Each presidential race is different, of course, and for Sanders to prevail in 2020, some elements have to fall in his favor -- an embarrassing misstep by Biden, for example, or an unseemly revelation involving Warren. The former is likely, the latter not so much.

But it is more likely that the unlikely emergence of Sanders at all in 2016 is the special circumstance. It was that race that elevated a senator of little prominence and few prospects from a curiosity into a contender. For years hardly anyone paid any mind to the Vermonter on Capitol Hill -- he was regarded as a wacky socialist who could have emerged only from the granola precincts of Burlington, Vermont -- and he had little impact except as a gadfly.

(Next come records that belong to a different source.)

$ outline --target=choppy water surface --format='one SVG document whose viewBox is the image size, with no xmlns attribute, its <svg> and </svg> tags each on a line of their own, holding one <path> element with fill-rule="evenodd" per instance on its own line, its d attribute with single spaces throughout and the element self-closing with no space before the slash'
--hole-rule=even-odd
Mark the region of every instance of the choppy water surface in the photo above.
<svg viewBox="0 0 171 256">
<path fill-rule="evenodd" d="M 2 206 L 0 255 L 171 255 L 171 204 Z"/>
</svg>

The important factor was less Sanders than his opponent, former Secretary of State Hillary Rodham Clinton, who campaigned on an "inevitability" platform that Sanders transformed into a liability. If she were the anointed candidate of the party elites, then in the eyes of Sanders and the following he swiftly acquired, she was by definition an unacceptable candidate in a campaign year when the elites were discredited. It did not help Clinton's cause that she was awkward on the stump, stiff, overprepared and overscripted.

Sanders does not have that sort of foil this time. Warren is overprepared in an entirely different way: brimming over with policy ideas, many of them indistinguishable from those of Sanders but presented in a cheerier, more approachable way. Clinton was programmed; Warren is spontaneous. Having her dog along helps in appearances in New Hampshire, which instinctively distrusts anything with the faintest odor of Massachusetts (the taxes are too high, the tourist visitors too pushy), but which nonetheless has given its first-in-the-nation primary victory to Bay State candidates five times since 1960.

Still, Sanders retains a hold on second place outside of Iowa, though it is hard to deny that Warren has the momentum. Both would beat Trump if the election were being held right now, which it isn't. Harris would be in a statistical tie with the president, but of course, polls this early rarely have any meaning except to political writers who don't have the sense to ignore them.